SDSU

Math 121 Calculus for Biology
Spring Semester, 2009
Lab Help

24-Apr-09

San Diego State University


This lab begins with a graphing and derivative problem for which Maple should help. The second question examines the logistic and Gompertz growth models for tumor cells.

Question 1: This problem extends the work that we are doing in class on finding minima and maxima of a function to a more complicated function. You will also find points of inflection. You will want to use Maple to differentiate this function and find values of the extrema. Maple will help to find the points of inflection by taking the second derivative. The Maple commands that you need are listed below (and you may want to review previous help sheets). First, define the function.

> f : = x -> (16-x^2)*exp(-x^2);

Next you should plot the function on the intervals listed to have an idea of what you are examining.

> plot(f(x), x = -10..10);

To find the derivative you type:

> df := diff(f(x), x);

You can simplify the expression by typing either of the following commands.

> simplify(%); factor(%);

To graph the derivative you type

> plot(df, x = -10..10);

To find when the derivative is zero, you first look on the graph to get an approximate idea. Then you type

> xc := fsolve(df = 0, x = 1..10); f(xc);

This second command gives the function value of the maximum or minimum.To find a point of inflection we take the second derivative, simplify it, then set it equal to zero. Finally, we do a function evaluation at the point of inflection.

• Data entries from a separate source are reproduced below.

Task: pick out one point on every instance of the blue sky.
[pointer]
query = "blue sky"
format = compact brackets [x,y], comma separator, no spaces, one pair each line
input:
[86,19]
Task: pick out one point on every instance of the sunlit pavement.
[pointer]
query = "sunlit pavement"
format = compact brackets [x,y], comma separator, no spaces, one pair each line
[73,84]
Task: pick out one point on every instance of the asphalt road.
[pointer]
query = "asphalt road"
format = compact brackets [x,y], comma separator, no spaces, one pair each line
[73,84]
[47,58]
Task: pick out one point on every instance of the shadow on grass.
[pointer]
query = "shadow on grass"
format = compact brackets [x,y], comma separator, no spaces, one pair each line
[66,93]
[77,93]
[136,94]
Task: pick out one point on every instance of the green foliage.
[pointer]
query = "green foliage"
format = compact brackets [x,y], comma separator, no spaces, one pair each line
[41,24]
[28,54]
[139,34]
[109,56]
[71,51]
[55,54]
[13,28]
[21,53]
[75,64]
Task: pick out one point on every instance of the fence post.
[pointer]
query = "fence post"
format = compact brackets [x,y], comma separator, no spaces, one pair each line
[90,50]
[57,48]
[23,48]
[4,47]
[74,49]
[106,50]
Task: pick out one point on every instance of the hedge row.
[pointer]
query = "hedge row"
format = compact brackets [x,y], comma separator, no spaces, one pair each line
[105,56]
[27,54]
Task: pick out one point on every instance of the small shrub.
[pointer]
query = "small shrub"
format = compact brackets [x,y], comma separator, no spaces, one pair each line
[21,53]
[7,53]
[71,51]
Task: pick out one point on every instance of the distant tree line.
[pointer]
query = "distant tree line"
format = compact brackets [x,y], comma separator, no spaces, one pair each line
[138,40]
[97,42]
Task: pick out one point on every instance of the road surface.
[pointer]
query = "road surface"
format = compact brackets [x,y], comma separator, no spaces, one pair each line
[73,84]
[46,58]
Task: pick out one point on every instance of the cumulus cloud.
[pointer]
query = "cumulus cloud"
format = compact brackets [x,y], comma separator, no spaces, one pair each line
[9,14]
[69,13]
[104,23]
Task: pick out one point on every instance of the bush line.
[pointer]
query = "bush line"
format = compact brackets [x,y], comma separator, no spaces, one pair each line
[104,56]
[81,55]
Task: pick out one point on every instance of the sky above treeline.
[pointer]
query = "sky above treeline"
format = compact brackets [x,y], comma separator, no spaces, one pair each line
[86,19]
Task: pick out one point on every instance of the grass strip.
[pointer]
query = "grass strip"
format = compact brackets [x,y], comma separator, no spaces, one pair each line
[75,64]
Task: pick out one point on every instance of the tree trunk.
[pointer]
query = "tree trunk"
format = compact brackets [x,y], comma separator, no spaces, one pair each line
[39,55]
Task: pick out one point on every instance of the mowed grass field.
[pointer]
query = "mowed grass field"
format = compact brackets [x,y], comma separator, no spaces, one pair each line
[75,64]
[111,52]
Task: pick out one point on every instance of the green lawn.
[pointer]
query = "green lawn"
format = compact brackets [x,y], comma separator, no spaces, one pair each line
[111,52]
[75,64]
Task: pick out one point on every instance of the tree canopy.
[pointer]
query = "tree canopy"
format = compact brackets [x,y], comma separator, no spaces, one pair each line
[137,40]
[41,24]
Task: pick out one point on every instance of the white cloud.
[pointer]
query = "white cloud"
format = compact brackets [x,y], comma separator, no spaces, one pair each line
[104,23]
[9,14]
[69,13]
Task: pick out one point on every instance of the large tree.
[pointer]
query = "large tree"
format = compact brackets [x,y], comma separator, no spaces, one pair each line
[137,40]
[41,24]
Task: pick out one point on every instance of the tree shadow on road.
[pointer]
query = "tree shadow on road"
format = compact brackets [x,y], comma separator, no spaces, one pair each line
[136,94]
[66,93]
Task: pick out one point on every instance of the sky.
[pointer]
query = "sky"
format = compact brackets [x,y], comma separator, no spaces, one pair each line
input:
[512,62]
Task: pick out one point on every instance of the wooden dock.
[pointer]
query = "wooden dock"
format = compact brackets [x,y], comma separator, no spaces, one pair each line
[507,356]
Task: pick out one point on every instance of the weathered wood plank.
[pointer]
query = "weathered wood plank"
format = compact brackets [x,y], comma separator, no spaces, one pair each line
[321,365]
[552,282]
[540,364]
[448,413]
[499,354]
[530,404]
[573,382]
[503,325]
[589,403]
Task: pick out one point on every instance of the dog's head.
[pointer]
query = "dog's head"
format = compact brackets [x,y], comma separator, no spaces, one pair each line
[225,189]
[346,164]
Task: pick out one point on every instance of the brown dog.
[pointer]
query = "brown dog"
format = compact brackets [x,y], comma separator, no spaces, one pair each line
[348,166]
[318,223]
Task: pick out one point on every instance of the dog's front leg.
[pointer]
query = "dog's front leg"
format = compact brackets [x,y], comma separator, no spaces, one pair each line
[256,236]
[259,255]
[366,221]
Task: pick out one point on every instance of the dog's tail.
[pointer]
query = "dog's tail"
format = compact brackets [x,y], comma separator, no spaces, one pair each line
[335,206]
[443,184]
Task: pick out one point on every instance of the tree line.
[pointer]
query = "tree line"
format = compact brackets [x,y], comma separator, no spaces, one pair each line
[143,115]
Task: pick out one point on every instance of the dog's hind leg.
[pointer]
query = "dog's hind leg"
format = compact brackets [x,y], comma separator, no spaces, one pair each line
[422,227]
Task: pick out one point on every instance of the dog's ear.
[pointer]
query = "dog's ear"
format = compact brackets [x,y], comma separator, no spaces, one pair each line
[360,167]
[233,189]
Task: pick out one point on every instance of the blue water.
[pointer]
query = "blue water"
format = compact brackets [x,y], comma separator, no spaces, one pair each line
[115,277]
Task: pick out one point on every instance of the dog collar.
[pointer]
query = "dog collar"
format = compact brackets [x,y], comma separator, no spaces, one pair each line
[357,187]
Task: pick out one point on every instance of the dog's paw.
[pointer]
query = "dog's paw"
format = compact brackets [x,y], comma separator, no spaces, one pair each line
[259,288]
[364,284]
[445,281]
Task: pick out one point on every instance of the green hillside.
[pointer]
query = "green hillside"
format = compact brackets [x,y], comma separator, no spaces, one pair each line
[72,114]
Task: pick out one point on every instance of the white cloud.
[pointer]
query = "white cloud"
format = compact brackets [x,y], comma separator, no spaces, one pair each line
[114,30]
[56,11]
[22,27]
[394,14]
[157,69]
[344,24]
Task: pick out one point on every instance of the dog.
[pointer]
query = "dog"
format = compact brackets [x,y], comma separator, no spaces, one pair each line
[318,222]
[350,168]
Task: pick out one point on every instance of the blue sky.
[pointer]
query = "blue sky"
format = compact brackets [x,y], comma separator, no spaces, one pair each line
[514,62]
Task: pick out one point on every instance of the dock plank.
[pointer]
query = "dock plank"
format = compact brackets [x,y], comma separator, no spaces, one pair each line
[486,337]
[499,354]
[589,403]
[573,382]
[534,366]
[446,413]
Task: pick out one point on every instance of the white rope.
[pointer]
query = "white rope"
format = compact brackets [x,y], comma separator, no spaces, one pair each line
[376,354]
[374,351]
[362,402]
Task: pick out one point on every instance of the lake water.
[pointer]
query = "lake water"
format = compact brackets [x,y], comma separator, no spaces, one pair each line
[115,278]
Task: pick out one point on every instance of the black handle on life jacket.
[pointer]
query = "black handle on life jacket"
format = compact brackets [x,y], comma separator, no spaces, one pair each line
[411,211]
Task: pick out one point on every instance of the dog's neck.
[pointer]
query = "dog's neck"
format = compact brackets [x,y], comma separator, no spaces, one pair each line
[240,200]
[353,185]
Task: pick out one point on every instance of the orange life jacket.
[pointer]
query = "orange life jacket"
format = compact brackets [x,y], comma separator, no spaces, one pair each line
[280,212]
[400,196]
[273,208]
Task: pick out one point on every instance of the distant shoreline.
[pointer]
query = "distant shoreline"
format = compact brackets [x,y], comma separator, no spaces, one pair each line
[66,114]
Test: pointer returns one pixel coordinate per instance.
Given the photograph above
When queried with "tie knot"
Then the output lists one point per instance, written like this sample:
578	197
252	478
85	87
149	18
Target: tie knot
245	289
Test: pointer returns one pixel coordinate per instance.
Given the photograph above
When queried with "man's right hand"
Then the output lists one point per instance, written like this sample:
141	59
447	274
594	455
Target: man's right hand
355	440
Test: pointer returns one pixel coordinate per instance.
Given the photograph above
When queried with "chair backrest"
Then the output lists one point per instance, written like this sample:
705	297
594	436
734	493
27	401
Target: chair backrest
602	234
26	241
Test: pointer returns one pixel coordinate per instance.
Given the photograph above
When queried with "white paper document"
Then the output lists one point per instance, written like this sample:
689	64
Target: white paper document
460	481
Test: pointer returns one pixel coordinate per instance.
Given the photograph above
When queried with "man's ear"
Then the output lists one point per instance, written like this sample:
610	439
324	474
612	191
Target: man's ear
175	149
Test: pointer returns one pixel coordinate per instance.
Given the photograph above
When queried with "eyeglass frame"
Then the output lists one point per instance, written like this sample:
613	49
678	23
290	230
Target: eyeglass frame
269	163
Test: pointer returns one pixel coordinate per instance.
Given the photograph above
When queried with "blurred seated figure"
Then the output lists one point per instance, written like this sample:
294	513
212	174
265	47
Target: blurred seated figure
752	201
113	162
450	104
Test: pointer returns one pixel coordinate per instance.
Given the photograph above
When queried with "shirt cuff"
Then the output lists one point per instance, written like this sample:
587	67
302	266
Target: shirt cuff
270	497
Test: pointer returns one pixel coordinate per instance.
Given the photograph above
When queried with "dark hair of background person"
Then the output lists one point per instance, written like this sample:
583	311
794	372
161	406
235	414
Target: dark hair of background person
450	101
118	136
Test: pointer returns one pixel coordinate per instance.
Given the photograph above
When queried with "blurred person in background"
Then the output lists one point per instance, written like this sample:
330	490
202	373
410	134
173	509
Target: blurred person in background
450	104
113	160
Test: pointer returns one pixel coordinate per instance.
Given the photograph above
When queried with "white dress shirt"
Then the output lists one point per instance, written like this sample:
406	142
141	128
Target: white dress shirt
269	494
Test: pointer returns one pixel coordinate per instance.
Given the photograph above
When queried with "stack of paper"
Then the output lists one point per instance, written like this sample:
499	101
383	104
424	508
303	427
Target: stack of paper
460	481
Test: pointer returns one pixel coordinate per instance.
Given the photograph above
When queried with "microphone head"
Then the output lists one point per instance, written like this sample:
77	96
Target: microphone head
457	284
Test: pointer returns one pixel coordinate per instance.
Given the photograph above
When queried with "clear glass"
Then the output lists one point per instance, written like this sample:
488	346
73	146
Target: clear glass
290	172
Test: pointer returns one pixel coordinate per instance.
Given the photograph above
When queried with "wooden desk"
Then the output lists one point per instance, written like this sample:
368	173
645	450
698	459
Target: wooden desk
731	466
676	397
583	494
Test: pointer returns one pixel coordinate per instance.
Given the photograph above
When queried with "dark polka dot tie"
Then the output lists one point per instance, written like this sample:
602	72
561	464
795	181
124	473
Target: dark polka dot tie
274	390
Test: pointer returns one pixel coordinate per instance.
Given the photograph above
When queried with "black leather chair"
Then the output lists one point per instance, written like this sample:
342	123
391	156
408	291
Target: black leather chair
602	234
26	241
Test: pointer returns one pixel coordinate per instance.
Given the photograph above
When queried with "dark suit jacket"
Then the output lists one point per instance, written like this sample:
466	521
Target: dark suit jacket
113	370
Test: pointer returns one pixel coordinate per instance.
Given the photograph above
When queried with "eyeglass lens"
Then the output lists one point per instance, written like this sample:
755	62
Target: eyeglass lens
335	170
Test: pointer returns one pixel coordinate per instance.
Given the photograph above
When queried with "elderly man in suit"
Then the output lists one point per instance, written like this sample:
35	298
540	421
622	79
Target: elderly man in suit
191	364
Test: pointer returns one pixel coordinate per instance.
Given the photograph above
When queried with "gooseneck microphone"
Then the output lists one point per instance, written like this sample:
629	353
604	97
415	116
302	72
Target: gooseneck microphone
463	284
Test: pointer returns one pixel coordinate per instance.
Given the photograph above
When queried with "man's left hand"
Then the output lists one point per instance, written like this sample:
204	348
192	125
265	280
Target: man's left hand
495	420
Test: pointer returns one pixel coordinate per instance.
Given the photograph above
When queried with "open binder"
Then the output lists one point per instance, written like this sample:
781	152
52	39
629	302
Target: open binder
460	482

> sdf := diff(df, x); factor(%);

> xpoi := fsolve(sdf = 0, x = 1..10); f(xpoi);

Question 2: This problem is similar to the earlier problem you worked in lab for a yeast culture. You begin this problem by plotting the data in the second and third and fifth and sixth columns. Use Trendline as you have before to get the best quadratic through the data. Be sure to set the y-intercept equal to zero in the options and watch that you have at least 4 significant figures from the equation. Use that equation to compute equilibria (zero growth), find the vertex (maximum growth), and determine the sum of square errors between the model and the data.

The next part of the problem has you define variables a and b for the Gompertz model. The values you choose are not very sensitive, but taking a = 0.1 and b = 0.2 seems to work fine. You define the sum of square errors between the data and the Gompertz function, then use Solver as you have before to minimize this sum of square errors. You should graph the Gompertz function with about 50 evenly spaced points along the domain of your function (the p values). This is added to the graph from Part a.

The last two parts have you simulate the nonlinear discrete dynamical model starting with a variable that you define, p0. Again you find the sum of square errors between the time series data given in the table and the simulation of your model using either the logistic or Gompertz growth function. With Solver you minimize the sum of square errors by only changing p0. The rest of the questions that you need to answer are fairly routine.